Background The Neutrophil percentage to albumin ratio (NPAR) is considered a novel inflammatory marker. Previous studies have confirmed that admission NPAR is an independent predictor of clinical outcomes in various diseases such as sepsis, acute kidney injury, cardiogenic shock, chronic obstructive pulmonary disease, and cerebral hemorrhage.
Objective The aim of this study is to investigate the potential role of Neutrophil Percentage to Albumin Ratio (NPAR) in predicting the in-hospital adverse events among patients with acute myocardial infarction (AMI).
Methods This retrospective study included AMI patients (n=6 768) admitted to the People's Hospital of Xinjiang Uygur Autonomous Region from August 1, 2011, to January 10, 2022. Baseline data and laboratory results were collected, and NPAR was calculated. Endpoint events were identified from discharge diagnoses in the electronic medical record system. Patients were divided into quartiles based on NPAR: Q1 (NPAR<1.67, n=1 753), Q2 (1.67≤NPAR≤2.02, n=1 694), Q3 (2.03≤NPAR≤2.34, n=1 624), and Q4 (NPAR>2.34, n=1 697). Multivariate Logistic regression was used to analyze the association between admission NPAR and endpoint events. Restricted cubic spline regression was employed to examine the dose-response relationship between NPAR and endpoint events.

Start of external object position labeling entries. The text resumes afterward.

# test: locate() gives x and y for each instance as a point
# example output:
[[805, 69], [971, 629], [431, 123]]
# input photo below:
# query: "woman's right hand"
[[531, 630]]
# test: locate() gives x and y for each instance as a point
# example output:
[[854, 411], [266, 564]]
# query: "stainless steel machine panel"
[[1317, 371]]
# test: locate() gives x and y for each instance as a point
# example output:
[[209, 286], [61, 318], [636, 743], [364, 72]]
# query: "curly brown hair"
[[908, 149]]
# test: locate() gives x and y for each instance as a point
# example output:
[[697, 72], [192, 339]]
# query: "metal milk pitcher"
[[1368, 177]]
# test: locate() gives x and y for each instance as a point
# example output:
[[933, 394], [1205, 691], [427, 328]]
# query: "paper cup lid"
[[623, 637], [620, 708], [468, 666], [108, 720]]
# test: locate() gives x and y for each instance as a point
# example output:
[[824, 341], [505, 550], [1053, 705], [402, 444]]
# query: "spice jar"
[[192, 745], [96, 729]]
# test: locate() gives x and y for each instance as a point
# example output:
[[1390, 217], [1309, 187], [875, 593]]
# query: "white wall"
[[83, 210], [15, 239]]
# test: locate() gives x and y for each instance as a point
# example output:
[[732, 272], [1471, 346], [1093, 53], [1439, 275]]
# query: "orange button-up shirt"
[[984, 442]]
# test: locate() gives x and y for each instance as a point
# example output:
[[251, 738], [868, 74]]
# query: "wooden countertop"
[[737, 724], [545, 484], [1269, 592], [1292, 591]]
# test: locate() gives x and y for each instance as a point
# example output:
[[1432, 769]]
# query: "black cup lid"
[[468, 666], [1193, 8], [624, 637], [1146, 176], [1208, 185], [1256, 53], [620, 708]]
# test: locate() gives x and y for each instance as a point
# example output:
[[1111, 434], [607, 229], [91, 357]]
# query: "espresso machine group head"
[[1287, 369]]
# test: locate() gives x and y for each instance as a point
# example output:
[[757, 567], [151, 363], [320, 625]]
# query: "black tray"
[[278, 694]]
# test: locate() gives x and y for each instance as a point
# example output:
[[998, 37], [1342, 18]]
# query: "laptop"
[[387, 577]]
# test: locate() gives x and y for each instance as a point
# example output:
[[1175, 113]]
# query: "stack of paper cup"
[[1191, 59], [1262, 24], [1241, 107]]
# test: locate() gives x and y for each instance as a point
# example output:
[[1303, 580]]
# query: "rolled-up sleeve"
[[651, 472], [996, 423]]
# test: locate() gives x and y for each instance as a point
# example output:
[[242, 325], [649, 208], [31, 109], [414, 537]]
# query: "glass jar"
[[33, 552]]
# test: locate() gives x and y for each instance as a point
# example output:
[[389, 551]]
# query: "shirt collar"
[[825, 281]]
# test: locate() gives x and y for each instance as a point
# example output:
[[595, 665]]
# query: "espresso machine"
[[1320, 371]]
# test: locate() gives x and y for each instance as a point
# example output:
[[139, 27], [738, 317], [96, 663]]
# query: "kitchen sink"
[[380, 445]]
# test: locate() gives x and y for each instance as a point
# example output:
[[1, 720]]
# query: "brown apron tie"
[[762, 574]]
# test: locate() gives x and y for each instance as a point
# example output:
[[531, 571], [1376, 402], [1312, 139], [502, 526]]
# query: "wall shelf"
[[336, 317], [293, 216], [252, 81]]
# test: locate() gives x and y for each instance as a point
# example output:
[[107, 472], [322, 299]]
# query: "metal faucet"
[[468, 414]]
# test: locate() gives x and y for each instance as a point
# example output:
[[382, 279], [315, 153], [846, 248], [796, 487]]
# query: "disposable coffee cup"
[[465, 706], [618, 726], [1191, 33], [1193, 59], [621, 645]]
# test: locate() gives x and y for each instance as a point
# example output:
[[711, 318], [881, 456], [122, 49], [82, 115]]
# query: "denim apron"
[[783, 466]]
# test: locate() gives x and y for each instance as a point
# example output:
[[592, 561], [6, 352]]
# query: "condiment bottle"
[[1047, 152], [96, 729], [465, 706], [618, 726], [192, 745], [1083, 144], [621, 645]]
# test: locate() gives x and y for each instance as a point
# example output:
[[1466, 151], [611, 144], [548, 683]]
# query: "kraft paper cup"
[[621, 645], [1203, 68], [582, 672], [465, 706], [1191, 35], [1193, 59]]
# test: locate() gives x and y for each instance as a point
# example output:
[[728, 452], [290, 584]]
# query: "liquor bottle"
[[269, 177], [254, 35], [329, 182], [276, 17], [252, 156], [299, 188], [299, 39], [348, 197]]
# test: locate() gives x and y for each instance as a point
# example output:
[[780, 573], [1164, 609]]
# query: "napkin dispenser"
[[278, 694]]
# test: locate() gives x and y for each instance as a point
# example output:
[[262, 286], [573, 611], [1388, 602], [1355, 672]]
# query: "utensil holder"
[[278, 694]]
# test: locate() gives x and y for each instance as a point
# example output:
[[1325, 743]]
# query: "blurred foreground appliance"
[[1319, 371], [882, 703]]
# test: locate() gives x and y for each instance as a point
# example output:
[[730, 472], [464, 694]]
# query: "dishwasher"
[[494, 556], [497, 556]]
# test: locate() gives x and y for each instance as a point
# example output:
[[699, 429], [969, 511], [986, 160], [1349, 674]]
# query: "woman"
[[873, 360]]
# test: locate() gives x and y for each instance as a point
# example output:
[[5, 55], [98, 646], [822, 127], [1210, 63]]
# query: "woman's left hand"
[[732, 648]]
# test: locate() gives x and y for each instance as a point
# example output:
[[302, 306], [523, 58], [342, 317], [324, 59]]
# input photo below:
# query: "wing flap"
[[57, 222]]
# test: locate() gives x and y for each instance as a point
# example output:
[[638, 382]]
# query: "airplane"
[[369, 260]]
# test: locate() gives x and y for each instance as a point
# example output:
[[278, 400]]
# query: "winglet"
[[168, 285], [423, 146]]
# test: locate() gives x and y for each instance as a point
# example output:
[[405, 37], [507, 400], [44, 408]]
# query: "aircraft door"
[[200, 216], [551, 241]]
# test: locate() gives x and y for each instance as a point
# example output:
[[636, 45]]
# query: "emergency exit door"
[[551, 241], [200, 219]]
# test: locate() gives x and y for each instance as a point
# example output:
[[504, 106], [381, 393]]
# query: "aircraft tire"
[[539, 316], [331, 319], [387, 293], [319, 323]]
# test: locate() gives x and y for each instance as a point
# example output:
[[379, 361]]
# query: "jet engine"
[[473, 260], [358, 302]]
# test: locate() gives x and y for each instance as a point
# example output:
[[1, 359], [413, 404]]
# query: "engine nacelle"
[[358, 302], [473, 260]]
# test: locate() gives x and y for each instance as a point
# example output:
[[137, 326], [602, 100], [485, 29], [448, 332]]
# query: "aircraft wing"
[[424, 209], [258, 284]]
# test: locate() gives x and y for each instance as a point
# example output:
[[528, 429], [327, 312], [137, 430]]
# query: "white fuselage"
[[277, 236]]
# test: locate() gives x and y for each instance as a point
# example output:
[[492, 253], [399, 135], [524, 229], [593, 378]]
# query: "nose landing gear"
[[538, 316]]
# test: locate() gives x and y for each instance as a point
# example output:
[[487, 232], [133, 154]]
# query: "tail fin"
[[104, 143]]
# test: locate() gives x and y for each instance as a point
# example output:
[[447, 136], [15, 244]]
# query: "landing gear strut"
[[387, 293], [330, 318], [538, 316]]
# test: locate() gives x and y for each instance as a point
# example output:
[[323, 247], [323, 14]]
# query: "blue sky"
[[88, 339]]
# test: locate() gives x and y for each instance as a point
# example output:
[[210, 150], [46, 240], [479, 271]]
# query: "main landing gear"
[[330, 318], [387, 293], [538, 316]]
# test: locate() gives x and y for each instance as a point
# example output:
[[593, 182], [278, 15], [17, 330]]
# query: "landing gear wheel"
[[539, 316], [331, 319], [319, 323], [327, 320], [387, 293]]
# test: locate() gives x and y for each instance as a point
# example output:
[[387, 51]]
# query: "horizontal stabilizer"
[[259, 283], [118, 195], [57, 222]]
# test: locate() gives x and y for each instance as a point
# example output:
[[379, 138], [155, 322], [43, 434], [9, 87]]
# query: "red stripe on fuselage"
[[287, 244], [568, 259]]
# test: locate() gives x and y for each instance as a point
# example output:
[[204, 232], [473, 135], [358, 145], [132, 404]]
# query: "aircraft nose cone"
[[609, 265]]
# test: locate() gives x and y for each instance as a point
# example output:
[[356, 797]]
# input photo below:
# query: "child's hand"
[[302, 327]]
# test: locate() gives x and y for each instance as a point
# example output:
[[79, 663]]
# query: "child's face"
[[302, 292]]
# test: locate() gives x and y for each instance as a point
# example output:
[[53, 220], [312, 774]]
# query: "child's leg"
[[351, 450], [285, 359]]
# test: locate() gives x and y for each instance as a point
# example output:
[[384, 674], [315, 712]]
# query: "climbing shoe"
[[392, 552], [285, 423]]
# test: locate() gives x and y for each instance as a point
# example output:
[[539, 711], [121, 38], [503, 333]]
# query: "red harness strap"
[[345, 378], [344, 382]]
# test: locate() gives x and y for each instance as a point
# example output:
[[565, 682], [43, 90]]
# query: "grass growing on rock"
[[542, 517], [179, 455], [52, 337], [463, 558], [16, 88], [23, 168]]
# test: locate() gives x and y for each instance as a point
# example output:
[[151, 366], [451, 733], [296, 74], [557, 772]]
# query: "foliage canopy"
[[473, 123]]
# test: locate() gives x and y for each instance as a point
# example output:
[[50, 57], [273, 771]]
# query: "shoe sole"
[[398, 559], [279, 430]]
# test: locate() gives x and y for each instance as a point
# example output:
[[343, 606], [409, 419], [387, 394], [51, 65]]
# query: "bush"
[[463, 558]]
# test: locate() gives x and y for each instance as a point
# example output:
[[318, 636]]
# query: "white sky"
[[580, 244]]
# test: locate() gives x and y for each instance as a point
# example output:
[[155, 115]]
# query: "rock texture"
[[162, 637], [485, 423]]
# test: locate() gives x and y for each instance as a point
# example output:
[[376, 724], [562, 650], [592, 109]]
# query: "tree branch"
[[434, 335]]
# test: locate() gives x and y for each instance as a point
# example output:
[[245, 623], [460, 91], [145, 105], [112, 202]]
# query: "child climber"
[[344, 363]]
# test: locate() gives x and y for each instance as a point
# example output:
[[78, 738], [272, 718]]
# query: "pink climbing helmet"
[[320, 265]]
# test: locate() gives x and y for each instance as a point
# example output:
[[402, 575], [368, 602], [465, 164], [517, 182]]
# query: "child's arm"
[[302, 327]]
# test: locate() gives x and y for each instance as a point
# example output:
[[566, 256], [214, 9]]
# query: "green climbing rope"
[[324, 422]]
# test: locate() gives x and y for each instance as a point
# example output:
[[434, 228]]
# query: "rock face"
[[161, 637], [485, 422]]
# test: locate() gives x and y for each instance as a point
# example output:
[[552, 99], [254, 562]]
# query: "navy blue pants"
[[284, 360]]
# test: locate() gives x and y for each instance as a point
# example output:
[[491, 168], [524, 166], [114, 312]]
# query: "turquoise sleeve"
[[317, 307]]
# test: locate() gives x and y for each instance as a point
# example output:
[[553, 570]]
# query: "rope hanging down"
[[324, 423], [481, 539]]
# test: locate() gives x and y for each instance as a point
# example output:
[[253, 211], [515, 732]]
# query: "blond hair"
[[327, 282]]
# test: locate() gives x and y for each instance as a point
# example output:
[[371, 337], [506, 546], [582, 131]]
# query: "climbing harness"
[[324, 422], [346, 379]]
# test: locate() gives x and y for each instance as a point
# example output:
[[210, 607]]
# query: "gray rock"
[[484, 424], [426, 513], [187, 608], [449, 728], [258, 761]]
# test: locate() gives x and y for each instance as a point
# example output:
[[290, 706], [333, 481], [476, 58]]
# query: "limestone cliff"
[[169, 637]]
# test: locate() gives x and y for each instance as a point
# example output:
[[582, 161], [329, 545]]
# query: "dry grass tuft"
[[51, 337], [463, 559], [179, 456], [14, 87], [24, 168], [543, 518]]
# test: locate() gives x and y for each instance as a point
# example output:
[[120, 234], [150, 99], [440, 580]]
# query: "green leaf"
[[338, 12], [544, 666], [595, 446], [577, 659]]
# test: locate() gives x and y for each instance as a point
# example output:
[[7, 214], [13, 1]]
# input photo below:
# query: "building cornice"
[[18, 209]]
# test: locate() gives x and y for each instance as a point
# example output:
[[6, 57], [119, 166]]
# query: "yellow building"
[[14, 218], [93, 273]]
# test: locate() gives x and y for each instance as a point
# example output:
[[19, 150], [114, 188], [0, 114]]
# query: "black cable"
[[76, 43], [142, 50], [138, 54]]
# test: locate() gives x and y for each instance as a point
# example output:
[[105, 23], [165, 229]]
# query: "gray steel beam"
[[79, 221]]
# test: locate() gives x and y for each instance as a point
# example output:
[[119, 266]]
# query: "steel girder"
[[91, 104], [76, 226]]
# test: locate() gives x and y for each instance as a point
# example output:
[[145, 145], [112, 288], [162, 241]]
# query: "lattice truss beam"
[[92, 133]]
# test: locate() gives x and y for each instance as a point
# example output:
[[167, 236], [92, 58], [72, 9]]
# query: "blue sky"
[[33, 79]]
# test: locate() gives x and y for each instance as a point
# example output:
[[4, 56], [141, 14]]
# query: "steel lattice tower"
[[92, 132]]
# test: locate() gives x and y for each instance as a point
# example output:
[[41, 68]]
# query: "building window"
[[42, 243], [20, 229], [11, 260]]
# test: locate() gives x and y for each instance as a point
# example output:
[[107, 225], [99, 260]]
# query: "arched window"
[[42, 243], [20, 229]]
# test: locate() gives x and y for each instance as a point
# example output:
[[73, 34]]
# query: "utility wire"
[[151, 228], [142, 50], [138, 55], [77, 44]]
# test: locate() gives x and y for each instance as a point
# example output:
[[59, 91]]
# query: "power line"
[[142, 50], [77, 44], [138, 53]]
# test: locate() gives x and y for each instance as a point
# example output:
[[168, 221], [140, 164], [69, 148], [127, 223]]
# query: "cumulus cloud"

Results A total of 6 768 patients were included. There were 765 cases (11.3%) of all-cause mortality, 709 cases (10.5%) of cardiogenic shock, 380 cases (5.6%) of ventricular tachycardia/ventricular fibrillation (VT/VF), and 119 cases (1.8%) of new-onset stroke. Multivariate logistic regression analysis with admission NPAR as a continuous variable and all-cause mortality as the dependent variable showed that for each standard deviation increase in NPAR, the risk of all-cause mortality increased by 18% (OR=1.18, 95%CI=1.08-1.29, P<0.001). When NPAR was treated as a categorical variable, the Q4 group (OR=1.48, 95%CI=1.11-1.97, P=0.008) was identified as a risk factor for all-cause mortality, with increasing risk across higher NPAR quartiles (Ptrend=0.007). Restricted cubic spline regression revealed a linear relationship between NPAR and all-cause mortality risk (Pnonlinearity=0.171). Multivariate Logistic regression analysis with cardiogenic shock, VT/VF, atrioventricular block, and new-onset stroke as dependent variables showed that for each standard deviation increase in NPAR, the risk of cardiogenic shock increased by 20% (OR=1.20, 95%CI=1.09-1.32, P<0.001). When NPAR was treated as a categorical variable, the Q2 (OR=1.41, 95%CI=1.01-1.97, P=0.044), Q3 (OR=1.85, 95%CI=1.36-2.54, P<0.001), and Q4 (OR=2.09, 95%CI=1.53-2.89, P<0.001) groups were risk factors for cardiogenic shock, with a trend of increasing risk across higher quartiles (Ptrend<0.001). Restricted cubic spline regression indicated a nonlinear relationship between NPAR and cardiogenic shock risk (Pnonlinearity=0.026). NPAR as a continuous variable was not a risk factor for VT/VF, atrioventricular block (P>0.05). When treated as a categorical variable, Q3 was a risk factor for VT/VF (OR=1.43, 95%CI=1.01-2.03, P=0.045) and atrioventricular block (OR=1.85, 95%CI=1.11-3.15, P=0.020), while Q4 was a risk factor for VT/VF (OR=1.56, 95%CI=1.09-2.26, P=0.017), atrioventricular block (OR=1.87, 95%CI=1.08-3.31, P=0.028), and new-onset stroke (OR=2.26, 95%CI=1.16-4.58, P=0.019). The risks of VT/VF, atrioventricular block, and new-onset stroke increased with higher NPAR quartiles (Ptrend=0.009, 0.005, and 0.017, respectively). Stratified and interaction analyses showed that age, sex, hypertension, type 2 diabetes, smoking, and AMI type did not alter the association between NPAR and in-hospital adverse outcomes (P>0.05).
Conclusion This study confirms that elevated NPAR is associated with an increased risk of in-hospital all-cause mortality and cardiogenic shock in AMI patients, exhibiting a dose-response relationship. These findings suggest that NPAR, as a simple and accessible composite marker of inflammation and nutritional status, may help identify high-risk patients early during admission and provide valuable reference for clinical risk stratification and prognostic assessment.